Greater Harrisburg's Community Magazine

Harrisburg to absorb new costs of recycling starting in 2019.

Penn Waste employees sort recycled material at the company’s Materials Recovery Facility in York County. Harrisburg will start paying $40 per ton of recycled goods it sends there in 2019, up from $0 per ton in 2018. (Photo courtesy of Penn Waste.)

Disruptions in the global recycling market mean that Harrisburg will start paying a new fee for single-stream recycling in 2019, but ratepayers won’t see any changes to their municipal waste bills.

Beginning in January, Harrisburg will pay trash collector Penn Waste $40 for each ton of recycled paper and plastic taken to its materials recovery facility (MRF), where refuse is sorted, baled and prepared for export.

City Council will get its first look at the new contract with York County-based Penn Waste at a legislative session tonight.

They’ll also hear Mayor Eric Papenfuse present the first draft of the city’s 2019 budget, which will include a new, $400,000 expenditure item for recycling services, he said.

Harrisburg has used Penn Waste’s recycling facility since 2014 but did not previously pay for recycling.

Due to recent trade disputes with China, however, consumers across the country are now paying for a service that waste management companies traditionally offered for free.

As the world’s largest importer of recycled goods, China took the American waste industry by surprise earlier this year when it announced a temporary ban on all American imports, claiming that they contained too many contaminants — non-recyclable plastics and food waste that made their way into recycling bins.

The country later imposed new contaminant standards that all but disqualified American recyclables from import.

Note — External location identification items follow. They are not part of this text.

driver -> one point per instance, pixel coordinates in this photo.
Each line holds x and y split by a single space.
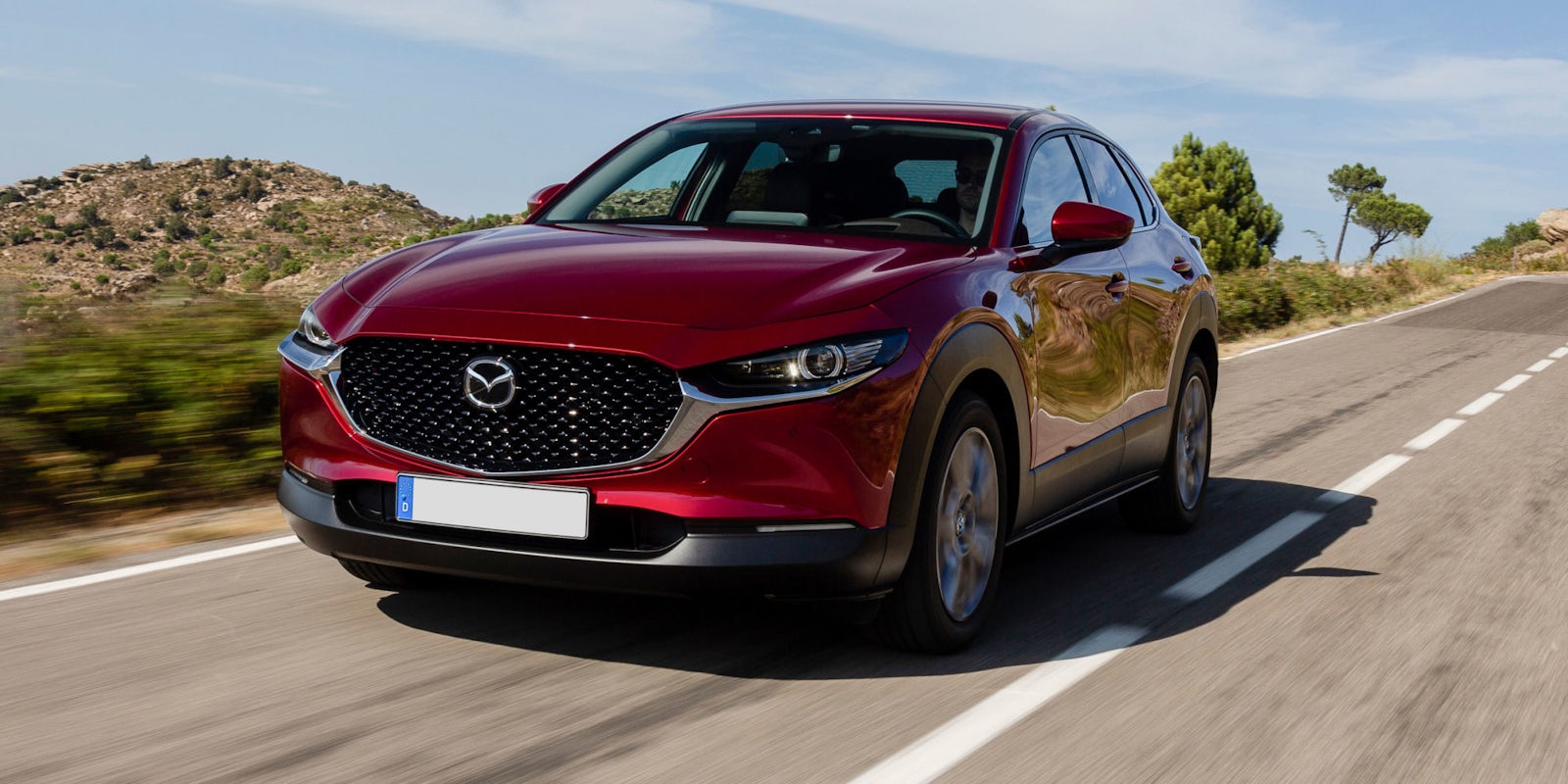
971 172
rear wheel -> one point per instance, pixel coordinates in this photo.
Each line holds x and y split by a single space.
949 584
1173 502
383 576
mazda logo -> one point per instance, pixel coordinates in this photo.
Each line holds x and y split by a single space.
490 383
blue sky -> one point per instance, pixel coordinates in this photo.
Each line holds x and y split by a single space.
474 104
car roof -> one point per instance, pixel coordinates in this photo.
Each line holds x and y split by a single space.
985 115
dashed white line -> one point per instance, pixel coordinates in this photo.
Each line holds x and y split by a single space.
946 747
1482 404
1435 435
1513 383
146 568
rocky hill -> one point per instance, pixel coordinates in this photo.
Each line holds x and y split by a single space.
120 229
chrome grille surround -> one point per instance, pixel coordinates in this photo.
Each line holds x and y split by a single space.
572 410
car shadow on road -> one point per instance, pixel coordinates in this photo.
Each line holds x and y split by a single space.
1057 588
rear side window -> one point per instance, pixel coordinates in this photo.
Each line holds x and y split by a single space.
1053 179
1110 184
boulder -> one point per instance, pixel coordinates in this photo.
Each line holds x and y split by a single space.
1554 226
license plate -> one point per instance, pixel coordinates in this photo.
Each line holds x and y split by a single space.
535 510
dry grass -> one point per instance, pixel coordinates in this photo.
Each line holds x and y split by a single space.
33 553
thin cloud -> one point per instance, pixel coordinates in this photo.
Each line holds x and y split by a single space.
1236 44
261 83
584 35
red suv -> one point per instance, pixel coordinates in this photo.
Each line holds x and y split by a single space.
830 350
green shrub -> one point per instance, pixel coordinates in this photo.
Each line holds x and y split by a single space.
129 412
255 278
88 216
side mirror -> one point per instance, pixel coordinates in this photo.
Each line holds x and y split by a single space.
1078 227
543 196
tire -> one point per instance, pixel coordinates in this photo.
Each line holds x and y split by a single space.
951 580
381 576
1175 502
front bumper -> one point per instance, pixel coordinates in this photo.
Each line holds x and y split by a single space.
836 564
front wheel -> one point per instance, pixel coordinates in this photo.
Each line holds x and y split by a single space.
1173 502
949 584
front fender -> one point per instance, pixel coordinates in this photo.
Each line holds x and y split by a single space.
974 357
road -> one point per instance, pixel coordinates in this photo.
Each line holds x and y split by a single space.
1413 627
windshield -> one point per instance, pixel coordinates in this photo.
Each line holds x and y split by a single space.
814 174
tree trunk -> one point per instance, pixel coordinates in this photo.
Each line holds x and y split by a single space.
1343 226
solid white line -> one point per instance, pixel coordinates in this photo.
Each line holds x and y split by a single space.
146 568
1435 435
1223 569
1376 320
951 744
1293 341
1513 383
1481 404
1364 478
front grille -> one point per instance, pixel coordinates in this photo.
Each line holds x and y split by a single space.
572 410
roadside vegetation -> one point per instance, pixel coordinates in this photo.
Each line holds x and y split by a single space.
120 405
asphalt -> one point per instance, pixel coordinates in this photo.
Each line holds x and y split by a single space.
1416 632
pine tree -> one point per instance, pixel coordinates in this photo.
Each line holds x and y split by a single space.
1211 193
1388 219
1350 184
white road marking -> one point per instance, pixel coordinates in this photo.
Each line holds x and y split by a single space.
146 568
945 747
1225 568
1363 480
951 744
1513 383
1481 404
1435 435
1376 320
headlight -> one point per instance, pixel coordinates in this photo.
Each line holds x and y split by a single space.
311 329
802 368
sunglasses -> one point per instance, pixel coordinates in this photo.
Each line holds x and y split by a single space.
966 176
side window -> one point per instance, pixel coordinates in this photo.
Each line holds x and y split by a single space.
750 192
1142 188
1110 184
653 192
1053 179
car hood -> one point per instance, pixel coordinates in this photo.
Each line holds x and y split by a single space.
681 276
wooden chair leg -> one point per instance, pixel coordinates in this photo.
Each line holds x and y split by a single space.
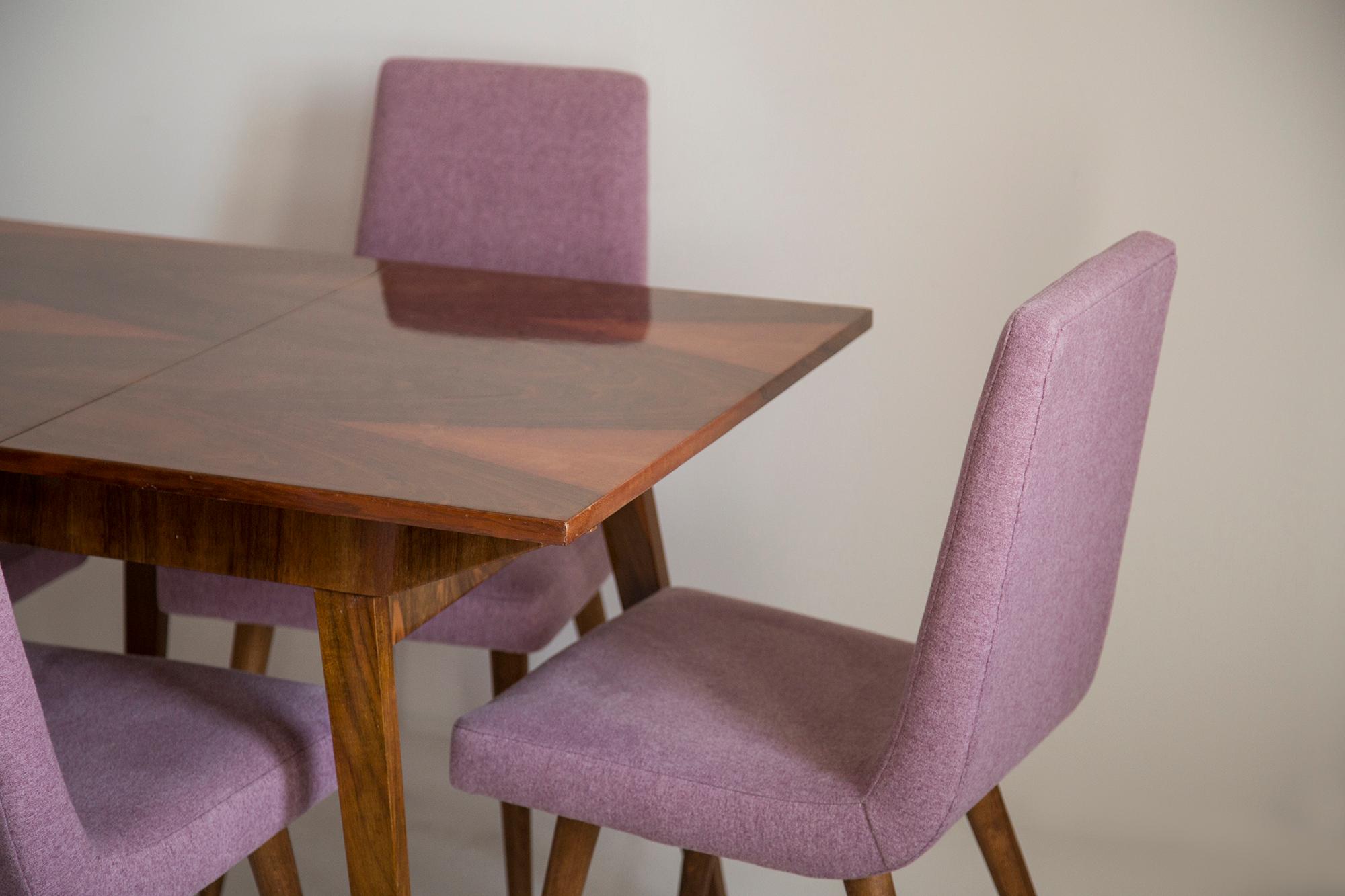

The announcement led to a meltdown in the American recycling industry, as waste companies began hemorrhaging money on a previously profitable service.

Until last year, the revenues from exporting recycled waste always exceeded the cost of transporting, processing and packaging it, Jim Warner, co-CEO of the Lancaster County Solid Waste Management Authority (LCSWMA), told TheBurg in May. This allowed municipalities, including Harrisburg, to haul away residents’ recyclables without charging them.

But the new Chinese contaminant standard closed the United States out of the largest and most profitable market for recycled goods.

Penn Waste recouped some of its loses this spring by imposing a sustainability fee on its commercial accounts. It also announced it would renegotiate municipal contracts as they expired.

Penn Waste spokesperson Amanda Davidson said today that municipal recycling charges are now commonplace throughout the country.

Many cities will likely pass the new costs on to residents, who could see increased waste bills in the new year. Harrisburg is a rare exception.

The city already pays $190 per ton to dispose of waste at the Harrisburg incinerator, which it sold to LSCWMA in 2013.

That fee, which is the highest in the region due to terms of the incinerator’s sale, will increase to $195 in 2019 per Harrisburg’s contract with LCSWMA.

Since Harrisburg’s tipping fees are so high, the city has an incentive to divert as much waste as possible into recycling streams, Papenfuse said.

The $40 tonnage fee that Harrisburg will pay to Penn Waste is still much lower than the cost of dumping waste at the incinerator. As a result, the city will absorb the new recycling costs without passing any fees on to residents.

The city will defray its $400,000 recycling budget with grants from the state Department of Environmental Protection, Papenfuse said. Any remaining expenditures will come from the neighborhood services fund.

City Council will meet in its chambers at the MLK Government Center at 6 p.m. tonight to hear the mayor’s budget full presentation.